SentText was created by Johanna Dangel (johanna.dangel@stud.uni-regensburg.de) as part of her thesis in media informatics at the University of Regensburg. Find out more about her and her work on her GitHub Page.
The thesis was supervised and supported by Thomas Schmidt (thomas.schmidt@ur.de) and will also be maintained by him. More information about Thomas Schmidt can be found here.
Citation Information
The above paper was presented at the 16th International Symposium of Information Science (ISI 2021). Find more information about the conference here. You can access the entire proceedings here.
The presentation that was given about SentText at ISI 2021 can be found on Youtube.
Supported languages
Currently only analysis of German language texts is supported.
File import and export
You have the possibility to analyze both .xml and .txt files. To upload more then one file, press Ctrl/Strg during selection.
To export the results, it is
possible to download them as a .csv file and as .xml file (in a specific format). To export the created charts you have the
possibility to download them as .png files.
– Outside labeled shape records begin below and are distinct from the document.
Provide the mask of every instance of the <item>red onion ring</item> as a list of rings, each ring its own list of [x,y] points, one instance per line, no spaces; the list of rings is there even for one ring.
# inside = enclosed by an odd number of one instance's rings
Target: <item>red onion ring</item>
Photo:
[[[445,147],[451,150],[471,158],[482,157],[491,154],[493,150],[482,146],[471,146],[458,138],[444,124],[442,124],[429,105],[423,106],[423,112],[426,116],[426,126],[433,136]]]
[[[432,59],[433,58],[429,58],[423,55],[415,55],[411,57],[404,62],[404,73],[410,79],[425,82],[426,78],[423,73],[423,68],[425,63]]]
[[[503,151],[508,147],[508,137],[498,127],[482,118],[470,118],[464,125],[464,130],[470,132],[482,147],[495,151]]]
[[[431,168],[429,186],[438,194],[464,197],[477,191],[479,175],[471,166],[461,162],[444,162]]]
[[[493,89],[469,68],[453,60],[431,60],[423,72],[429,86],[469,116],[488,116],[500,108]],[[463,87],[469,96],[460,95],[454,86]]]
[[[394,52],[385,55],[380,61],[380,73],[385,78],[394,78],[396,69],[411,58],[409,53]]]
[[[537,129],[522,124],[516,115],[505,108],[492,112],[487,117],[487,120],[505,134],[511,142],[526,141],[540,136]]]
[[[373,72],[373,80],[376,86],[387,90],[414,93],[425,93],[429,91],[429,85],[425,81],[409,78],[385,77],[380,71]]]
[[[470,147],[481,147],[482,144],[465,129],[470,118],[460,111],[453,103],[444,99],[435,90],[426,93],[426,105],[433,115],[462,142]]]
In general, please note that decimal numbers are
separated with a '.'.
Lemmatization
Lemmatization deals with the regression of a word to its basic form. Thus the basic form
"love" is determined from the verb "loving".
Studies show that the lemmatization of words can improve the result of the analysis, especially in literary texts (Schmidt & Burghardt, 2018).
We use the lemmatization of textblob for German lemmatization.
We currentyl do not offer any lemmatization support for other languages.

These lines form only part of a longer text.